Großdemo am 25. November

Die innovative Idee für einen Betroffenenbeirat hatten nicht die Berliner Grünen. Einen Beirat dieser Art gibt es schon in Bremen, der Stadtstaat ist Vorreiter. „Dort funktioniert er gut“, weiß Haghanipour, „und wenn etwas gut funktioniert, dann kann man ja überlegen, ob es nicht gut wäre, das hier in Berlin nachzumachen.“

In Berlin rufen feministische Organisationen anlässlich des Gedenktages zu Aktionen, Kundgebungen, Demonstrationen auf. Es gibt zahlreiche Veranstaltungen an den Universitäten wie der UdK. In etlichen Bezirken finden Workshops, Lesungen und Mahnwachen statt. Vor der Senatsverwaltung für Arbeit, Soziales, Gleichstellung, Integration, Vielfalt und Antidiskriminierung wird – wie auch vor einigen Rathäusern in einzelnen Bezirken – die landeseigene Anti-Gewalt-Flagge gehisst.

Am 25. November findet ab 9 Uhr dann eine Fahnenaktion am Brandenburger Tor von Terre des Femmes unter dem Motto #WennDieGewaltNichtAufhört statt.
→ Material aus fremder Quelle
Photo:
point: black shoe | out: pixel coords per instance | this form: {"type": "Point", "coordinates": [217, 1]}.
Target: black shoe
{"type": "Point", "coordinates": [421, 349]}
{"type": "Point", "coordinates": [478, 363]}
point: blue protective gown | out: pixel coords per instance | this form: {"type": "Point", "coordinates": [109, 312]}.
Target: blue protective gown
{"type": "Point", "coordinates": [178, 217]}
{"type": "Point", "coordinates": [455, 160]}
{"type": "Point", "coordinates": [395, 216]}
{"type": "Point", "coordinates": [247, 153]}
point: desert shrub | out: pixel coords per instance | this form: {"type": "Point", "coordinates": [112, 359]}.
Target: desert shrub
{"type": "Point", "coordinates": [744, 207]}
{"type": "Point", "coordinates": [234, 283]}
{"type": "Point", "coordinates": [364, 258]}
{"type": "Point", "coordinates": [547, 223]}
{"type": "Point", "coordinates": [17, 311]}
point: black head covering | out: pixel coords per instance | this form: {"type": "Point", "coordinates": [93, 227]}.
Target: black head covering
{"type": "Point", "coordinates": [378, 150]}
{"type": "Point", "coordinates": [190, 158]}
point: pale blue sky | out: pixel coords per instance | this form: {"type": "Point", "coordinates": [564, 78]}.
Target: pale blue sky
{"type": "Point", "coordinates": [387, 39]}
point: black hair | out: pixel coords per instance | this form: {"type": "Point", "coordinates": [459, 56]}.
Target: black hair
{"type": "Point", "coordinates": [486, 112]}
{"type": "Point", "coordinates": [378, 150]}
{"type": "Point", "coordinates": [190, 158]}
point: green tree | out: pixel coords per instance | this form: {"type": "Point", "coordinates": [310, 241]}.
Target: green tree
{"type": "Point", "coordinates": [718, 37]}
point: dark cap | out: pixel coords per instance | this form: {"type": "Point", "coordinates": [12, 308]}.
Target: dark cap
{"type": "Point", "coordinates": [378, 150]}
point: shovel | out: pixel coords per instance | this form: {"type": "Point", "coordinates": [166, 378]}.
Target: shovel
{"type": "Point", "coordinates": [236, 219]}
Und wie schon im vergangenen Jahr organisiert das breite Bündnis „25.11.“ eine Großdemonstration. „Lasst uns (gewaltfrei) leben! – Istanbul-Konvention umsetzen JETZT!“ lautet das Motto. Die Demo startet um 16 Uhr vor dem Abgeordnetenhaus Berlin in der Niederkirchnerstraße und führt über verschiedene Straßen zum Lustgarten.